Following the passage of a voter initiative to legalize cannabis for adults in 2016, sales of recreational pot began in Massachusetts with the opening of two licensed dispensaries on November 20, 2018. Today, 40 retail licenses in 35 cities and towns have been approved, and 34 shops have opened for business. Adam Fine, managing partner of Vicente-Sederberg’s Boston office, said that even in its initial stages, the Massachusetts cannabis market is already beginning to fulfill the promises of legalization.

“Over the past 15 months, half a billion dollars in cannabis sales took place above board in licensed retail stores instead of in the illegal market,” Fine said in a press release. “These businesses are creating jobs in their communities, and they are generating significant new revenue for our state and local governments. The benefits will only continue to grow as more retail stores get licensed across the state.”

During the first six months of 2019, average monthly cannabis sales in Massachusetts totaled $27.9 million. That figure jumped to $46.3 million per month for the second half of the year, an increase of 66 percent. Recreational cannabis sales in Massachusetts are subject to a 10.75 percent excise tax in addition to the state sales tax of 6.25 percent.
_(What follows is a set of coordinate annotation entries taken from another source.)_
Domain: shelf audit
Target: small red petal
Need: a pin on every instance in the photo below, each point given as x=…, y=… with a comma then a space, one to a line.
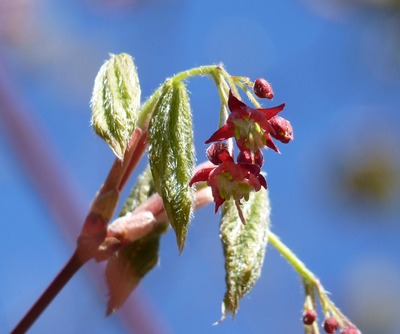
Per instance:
x=271, y=112
x=201, y=175
x=222, y=133
x=263, y=89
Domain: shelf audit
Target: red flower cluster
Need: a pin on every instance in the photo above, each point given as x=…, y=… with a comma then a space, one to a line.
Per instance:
x=229, y=179
x=252, y=129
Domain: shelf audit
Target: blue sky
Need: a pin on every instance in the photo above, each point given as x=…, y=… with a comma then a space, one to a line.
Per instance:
x=337, y=69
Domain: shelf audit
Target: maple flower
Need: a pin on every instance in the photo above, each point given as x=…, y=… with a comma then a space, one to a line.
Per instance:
x=229, y=179
x=252, y=128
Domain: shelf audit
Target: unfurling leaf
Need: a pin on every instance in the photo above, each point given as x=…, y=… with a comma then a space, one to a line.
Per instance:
x=244, y=247
x=143, y=189
x=127, y=268
x=124, y=272
x=116, y=102
x=171, y=156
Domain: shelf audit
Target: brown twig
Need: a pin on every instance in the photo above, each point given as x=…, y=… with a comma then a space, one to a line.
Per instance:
x=69, y=270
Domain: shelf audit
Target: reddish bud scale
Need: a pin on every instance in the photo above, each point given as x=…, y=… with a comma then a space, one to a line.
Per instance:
x=331, y=325
x=309, y=317
x=263, y=89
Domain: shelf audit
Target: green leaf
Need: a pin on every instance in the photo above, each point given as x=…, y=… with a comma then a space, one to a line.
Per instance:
x=244, y=247
x=116, y=102
x=125, y=271
x=171, y=156
x=142, y=190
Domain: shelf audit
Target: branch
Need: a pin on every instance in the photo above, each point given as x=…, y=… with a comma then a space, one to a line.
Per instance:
x=71, y=267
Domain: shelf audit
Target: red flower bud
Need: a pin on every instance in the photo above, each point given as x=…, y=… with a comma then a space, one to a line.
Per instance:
x=248, y=157
x=309, y=317
x=282, y=129
x=263, y=89
x=331, y=325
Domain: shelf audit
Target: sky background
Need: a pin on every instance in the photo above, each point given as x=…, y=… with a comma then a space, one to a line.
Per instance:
x=334, y=190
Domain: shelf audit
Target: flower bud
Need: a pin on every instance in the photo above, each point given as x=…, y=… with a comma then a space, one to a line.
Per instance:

Local governments can also add their own taxes of up to 3 percent. 

In November, after legal cannabis sales in Massachusetts topped $400 million in the first year of legalization, Steven Hoffman, the chairman of the state’s Cannabis Control Commission, reported that 395 retail applications were still pending and that regulators were working to ensure that dispensary licenses were evenly distributed.

“I have no expectation there will be a retail store on every corner, but we have a lot more geographic expansion to do,” Hoffman said. “That’s the biggest part of our job.”

“I feel proud of what we’ve accomplished and I’m pleased with how the rollout has gone to date, but we are in the early stages and have a ton more work to do,” he added.